Relevant source code: https://github.com/nomad-coe/electronic-parsers/blob/e7d1ffe0615d5eb68955705cbed5809b9dca71d1/electronicparsers/cp2k/parser.py#L2022-L2026 Getting planewave_cutoff fails, and the attempt to convert the empty result to hartree crashes the parser. Proposed fix: Enclose in Try/Except block, as this is a perfectly fine CP2K calculation which should not crash the parser.

CP2K version: 2024.1, but problem is also present with CP2K 9.1 nomad.version: 1.2.2.dev465+gc6aff391 NOMAD parser version: current github repo

Attachments: complete input and output files for reproducing the issue (strip the .txt extension!, This was added for Github to accept the upload). H2O.inp.txt H2O.out.txt

JosePizarro3 commented 1 month ago

Hi again! This is an easy fix, but please, check my comment in #228 first (I think we can solve these in one go when transferring the CP2K to its own repository).

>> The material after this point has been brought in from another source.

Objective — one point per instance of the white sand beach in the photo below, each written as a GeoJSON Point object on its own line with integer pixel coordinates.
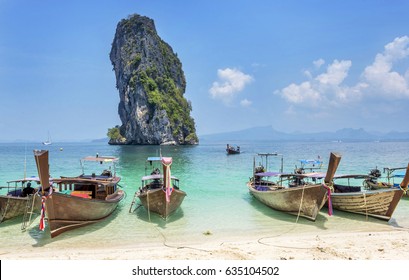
{"type": "Point", "coordinates": [385, 244]}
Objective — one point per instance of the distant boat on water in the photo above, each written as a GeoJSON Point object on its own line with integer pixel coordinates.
{"type": "Point", "coordinates": [48, 141]}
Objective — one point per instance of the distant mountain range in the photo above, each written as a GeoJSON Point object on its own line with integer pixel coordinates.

And thanks again for delving in the parser! This feedback is very much appreciated 🙂

In this case, the issue is that cutoff in BasisSet() has some units assigned, but when it fails to get from self.settings and returns None, this has some conflict with the pint units (i.e., with the ureg.hartree multiplication). There are two potential solutions:

  1. Set a default value to planewave_cutoff instead of None. I will check the documentation for this, but if you are aware already, let us know :-)
  2. Add an if self.settings.get('qs', {}).get('planewave_cutoff') is not None: before instantiating bs_pw = BasisSet(...)
behnle commented 1 month ago

Thanks for the answer. I personally would strongly advocate for solution 2. If the value is not present in the input or output file, it should not occur in the parsed data. I am extremely wary to hard-code program defaults in a third-party parser, as such parameters may simply change over time and program version, and all of a sudden, your parsed data is simply wrong, or you have to keep track of potentially hundreds of parameters for every version of a software package.

Of course there has to be some default value for the planewave cutoff, it is an essential ingredient of every plane wave calculation, but in case of CP2K, i don't know whether it is a constant or whether it is calculated from system parameters (cell size, k points, involved elements e.g.)

JosePizarro3 commented 1 month ago

Great, we go with the if then. Thanks for the detailed answer, that was very helpful!

mm-may commented 1 month ago

Hi, thanks for looking at this issue so quickly!

Yes, there is indeed a default cutoff value of 280, see https://manual.cp2k.org/trunk/CP2K_INPUT/FORCE_EVAL/DFT/MGRID.html#CP2K_INPUT.FORCE_EVAL.DFT.MGRID.MULTIGRID_CUTOFF

It would indeed be great if the input file is also checked before setting the default value.

JosePizarro3 commented 1 month ago

Great, thanks @mm-may, I have to definitely check the documentation, we can go with option 1 anyways and set the default value as you suggest.

It would indeed be great if the input file is also checked before setting the default value.

This is a bit more complicated. We can do it, but there is always the risk that input files are being modified by users and calculations are not referring to the actual input file being uploaded; this is one of the reasons we like to keep out input files as much as possible out of parsing.